Desde el estante de la cafetería, la botella miraba pacientemente a su alrededor. Todo estaba oscuro, no había movimiento. Sin embargo el cálido sol que se filtraba por las cortinas le decía a la botella que aquello iba a cambiar dentro de poco.

Primero, como siempre, llegó uno de aquellos extraños seres, casi tan llenos de agua como ella misma, que empezó a abrir las cortinas. Al poco llegaron otros seres similares, también con unas etiquetas blancas y negras, y empezaron a sacar agua manchada y caliente de aquella máquina alrededor de la que giraba todo. Unas veces mezclaban aquél agua caliente y sucia con leche, otras veces con aguardientes, otras veces con nada. A veces el agua la sacaban caliente pero limpia, mas enseguida metían dentro otra bolsita que la ensuciara. Y aquellos seres de etiqueta blanca y negra, los mismos de siempre, empezaron a dar aquellas aguas a otros seres semejantes, con etiquetas de todos los colores, que paercía que las desearan, pues las introducían en si mismos por aquellas bocas sin tapa que tenían.

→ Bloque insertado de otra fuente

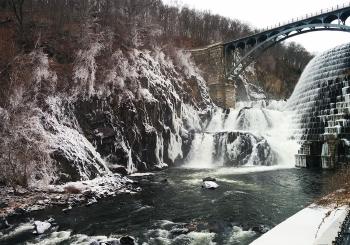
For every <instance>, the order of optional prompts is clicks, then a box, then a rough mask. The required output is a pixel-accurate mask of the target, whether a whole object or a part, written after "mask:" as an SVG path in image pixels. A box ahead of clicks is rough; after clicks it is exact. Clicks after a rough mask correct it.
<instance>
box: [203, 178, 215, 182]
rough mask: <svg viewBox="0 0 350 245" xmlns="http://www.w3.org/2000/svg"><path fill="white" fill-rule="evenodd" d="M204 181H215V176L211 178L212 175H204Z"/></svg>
mask: <svg viewBox="0 0 350 245" xmlns="http://www.w3.org/2000/svg"><path fill="white" fill-rule="evenodd" d="M204 181H214V182H215V181H216V179H215V178H213V177H205V178H204V179H203V182H204Z"/></svg>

Algunos de aquellos seres en ocasiones pedían botellas como ella.

Sintió miedo. Luego frustración. ¿Es miedo lo que debo sentir -se preguntaba- de mezclarme con toda esas aguas sucias en esos seres, o es mi destino y para lo que estoy hecha?

Sus compañeras fueron desapareciendo, pronto le tocaría a ella.

La afluencia de aquellos seres de etiquetas de colores fue disminuyendo, y los otros, los de etiquetas blancas y negras, empezaron a gastar agua ensuciándola en el suelo y con los recipientes de las otras aguas. Finalmente, como la otras veces, se fueron. Volverían al día siguiente, a gastar y ensuciar agua otra vez. Y seguramente, mañana sería el día en que conocería su destino. Ahora era la primera del estante.